Black's Model, sometimes called Black-76, is an adjustment of his earlier Black-Scholes options pricing model. Unlike the earlier model, the revised model is useful for valuing options on futures. Black's Model is used in the application of capped variable rate loans, and is also applied to price a variety of derivatives. These include financial instruments typically used by financial institutions such as global banks, mutual funds and hedge funds: namely interest rate derivatives, caps and floors (which are designed to offer protection from big swings in interest rates), as well as bond options and swaptions (financial instruments that combine an interest rate swap and an option, they can be used to hedge against interest rate risk and to preserve financing flexibility).

BREAKING DOWN Black's Model

In 1976, American economist Fischer Black, one of the co-developers along with Myron Scholes and Robert Merton of the Black-Scholes model for options pricing (which was introduced in 1973), demonstrated how the Black-Scholes model could be modified in order to value European call or put options on futures contracts. He laid out his theory in an academic paper titled, “The Pricing of Commodity Contracts." For this reason, the Black model is also referred to as the Black-76 model.

Black’s goals in writing the paper were to improve the current understanding of commodity options and their pricing, and introduce a model that could be used to model pricing. Existing models at that time, including Black-Scholes and Merton models, had been unable to address this problem. In his 1976 model, Black describes the futures price of a commodity as, “the price at which we can agree to buy or sell it at a given time in the future without putting up any money now.” He also postulated the total long interest in any commodity contract must equal the total short interest.

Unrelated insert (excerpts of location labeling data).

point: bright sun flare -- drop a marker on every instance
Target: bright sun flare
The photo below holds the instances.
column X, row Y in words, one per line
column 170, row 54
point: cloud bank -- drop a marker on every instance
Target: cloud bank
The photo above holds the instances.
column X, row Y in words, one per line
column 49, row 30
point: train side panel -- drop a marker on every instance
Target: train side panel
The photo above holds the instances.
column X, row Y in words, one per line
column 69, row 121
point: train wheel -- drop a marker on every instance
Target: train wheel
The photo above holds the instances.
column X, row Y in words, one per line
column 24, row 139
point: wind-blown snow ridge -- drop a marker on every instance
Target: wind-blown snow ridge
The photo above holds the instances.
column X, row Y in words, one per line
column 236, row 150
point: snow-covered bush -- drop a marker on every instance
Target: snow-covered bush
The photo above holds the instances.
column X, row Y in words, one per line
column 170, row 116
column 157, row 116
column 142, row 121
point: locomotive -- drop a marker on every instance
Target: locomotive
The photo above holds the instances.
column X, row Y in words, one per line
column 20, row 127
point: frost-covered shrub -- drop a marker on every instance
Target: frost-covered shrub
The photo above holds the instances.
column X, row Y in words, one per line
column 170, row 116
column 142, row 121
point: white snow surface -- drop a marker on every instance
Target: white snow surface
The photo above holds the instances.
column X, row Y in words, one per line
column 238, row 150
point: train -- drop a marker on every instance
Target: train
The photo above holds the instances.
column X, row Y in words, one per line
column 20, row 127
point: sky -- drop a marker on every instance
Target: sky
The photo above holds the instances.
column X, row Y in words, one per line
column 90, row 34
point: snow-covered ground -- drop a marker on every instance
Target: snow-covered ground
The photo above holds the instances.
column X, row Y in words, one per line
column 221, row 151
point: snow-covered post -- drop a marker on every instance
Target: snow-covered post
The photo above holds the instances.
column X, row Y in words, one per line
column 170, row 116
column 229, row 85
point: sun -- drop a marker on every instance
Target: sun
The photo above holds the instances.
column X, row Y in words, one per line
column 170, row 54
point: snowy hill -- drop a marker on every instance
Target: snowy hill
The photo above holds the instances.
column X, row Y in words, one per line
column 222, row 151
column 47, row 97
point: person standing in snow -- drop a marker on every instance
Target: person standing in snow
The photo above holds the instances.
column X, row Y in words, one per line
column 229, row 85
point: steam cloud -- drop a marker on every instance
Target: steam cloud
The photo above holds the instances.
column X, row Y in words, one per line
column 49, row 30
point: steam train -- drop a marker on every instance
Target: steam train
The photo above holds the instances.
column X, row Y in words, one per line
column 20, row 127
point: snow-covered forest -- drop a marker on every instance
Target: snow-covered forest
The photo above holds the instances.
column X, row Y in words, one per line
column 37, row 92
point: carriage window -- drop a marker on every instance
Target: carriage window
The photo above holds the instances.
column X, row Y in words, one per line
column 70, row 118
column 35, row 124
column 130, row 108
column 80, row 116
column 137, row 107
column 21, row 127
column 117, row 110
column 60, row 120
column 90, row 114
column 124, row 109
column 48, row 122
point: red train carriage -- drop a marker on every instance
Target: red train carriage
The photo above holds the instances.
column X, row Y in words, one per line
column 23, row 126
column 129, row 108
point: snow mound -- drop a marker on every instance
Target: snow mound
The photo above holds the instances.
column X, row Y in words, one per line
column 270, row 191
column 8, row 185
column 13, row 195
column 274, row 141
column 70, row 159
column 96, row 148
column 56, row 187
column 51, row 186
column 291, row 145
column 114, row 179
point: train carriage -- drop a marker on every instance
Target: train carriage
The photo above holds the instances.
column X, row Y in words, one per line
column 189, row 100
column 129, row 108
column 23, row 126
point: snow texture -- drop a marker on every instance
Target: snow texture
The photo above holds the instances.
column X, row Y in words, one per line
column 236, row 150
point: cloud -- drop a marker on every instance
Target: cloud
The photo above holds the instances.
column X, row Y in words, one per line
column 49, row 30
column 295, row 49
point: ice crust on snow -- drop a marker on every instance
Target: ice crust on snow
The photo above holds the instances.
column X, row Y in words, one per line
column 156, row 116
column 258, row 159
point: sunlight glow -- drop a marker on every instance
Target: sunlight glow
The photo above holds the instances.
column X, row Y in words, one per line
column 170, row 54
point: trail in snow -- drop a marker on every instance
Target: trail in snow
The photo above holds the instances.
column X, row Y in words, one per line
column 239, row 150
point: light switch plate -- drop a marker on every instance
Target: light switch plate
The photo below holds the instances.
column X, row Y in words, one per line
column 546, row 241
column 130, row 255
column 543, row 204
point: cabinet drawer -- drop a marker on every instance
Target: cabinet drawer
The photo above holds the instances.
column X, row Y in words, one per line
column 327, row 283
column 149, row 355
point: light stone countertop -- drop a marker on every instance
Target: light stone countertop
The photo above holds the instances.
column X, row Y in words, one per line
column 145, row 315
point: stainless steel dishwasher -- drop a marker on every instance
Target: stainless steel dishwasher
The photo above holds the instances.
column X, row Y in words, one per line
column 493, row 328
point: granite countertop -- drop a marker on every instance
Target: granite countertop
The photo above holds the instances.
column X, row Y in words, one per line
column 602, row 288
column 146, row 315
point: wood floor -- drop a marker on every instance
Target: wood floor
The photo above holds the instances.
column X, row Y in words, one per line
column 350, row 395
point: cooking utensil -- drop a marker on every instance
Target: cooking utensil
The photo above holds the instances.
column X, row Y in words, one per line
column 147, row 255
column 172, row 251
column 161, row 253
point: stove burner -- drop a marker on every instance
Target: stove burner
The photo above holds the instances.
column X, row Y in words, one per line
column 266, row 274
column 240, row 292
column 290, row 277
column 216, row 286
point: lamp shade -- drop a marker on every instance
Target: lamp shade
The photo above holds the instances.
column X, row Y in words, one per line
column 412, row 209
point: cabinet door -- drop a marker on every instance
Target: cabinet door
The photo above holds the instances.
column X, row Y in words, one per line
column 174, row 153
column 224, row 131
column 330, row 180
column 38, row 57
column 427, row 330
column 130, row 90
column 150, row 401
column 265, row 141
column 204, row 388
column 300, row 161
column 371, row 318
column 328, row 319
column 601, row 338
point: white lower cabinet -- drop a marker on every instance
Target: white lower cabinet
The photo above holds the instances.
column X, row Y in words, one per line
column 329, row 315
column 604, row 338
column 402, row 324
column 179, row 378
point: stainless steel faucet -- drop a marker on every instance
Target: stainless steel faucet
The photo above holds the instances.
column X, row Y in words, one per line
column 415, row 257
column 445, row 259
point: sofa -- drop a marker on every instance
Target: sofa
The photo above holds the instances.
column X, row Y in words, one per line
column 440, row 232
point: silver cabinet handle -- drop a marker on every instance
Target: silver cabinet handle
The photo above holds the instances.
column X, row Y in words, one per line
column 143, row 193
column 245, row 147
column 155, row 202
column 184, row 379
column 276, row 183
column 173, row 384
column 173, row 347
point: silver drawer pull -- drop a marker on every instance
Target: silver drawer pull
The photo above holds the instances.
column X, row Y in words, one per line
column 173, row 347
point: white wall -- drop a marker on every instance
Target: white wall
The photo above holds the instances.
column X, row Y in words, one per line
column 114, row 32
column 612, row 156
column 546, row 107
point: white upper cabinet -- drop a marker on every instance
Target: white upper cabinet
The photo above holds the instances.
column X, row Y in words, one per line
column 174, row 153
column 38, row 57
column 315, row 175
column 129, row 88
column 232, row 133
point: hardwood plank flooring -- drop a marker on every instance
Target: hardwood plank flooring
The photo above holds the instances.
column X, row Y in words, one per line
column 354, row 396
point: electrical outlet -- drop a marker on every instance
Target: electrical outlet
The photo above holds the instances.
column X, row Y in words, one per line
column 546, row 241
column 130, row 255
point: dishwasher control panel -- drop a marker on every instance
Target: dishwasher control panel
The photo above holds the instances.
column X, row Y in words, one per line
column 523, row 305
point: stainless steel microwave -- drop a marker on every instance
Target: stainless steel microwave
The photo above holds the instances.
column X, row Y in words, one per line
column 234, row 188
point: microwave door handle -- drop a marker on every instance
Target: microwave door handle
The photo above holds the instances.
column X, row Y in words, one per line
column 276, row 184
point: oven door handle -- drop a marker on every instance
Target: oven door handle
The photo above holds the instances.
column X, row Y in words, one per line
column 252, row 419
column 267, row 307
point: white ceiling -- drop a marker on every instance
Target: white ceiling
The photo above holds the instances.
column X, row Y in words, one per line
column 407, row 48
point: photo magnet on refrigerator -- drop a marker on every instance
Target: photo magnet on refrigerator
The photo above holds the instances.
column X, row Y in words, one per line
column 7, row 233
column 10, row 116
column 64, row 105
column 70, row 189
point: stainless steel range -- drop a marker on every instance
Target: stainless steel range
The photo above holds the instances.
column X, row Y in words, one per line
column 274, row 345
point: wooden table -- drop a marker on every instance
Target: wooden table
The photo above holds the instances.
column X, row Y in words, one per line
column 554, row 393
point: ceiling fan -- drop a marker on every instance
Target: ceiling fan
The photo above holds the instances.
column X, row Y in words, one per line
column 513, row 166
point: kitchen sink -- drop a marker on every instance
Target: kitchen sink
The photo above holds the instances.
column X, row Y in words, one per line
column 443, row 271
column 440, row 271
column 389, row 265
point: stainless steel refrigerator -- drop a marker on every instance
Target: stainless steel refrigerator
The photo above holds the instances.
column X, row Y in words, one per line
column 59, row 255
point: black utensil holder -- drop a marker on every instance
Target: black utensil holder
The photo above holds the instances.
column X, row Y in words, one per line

Black’s 76 model makes several assumptions, including that future prices are log-normally distributed and that the expected change in futures price is zero. One of the key differences between his 1976 model and the Black-Scholes model (which assumes a known risk free interest rate, options that can only be exercised at maturity, no commissions and that volatility is held constant), is that his revised model uses forward prices to model the value of a futures option at maturity versus the spot prices Black-Scholes used. It also assumes that volatility is dependent on time, rather than being constant.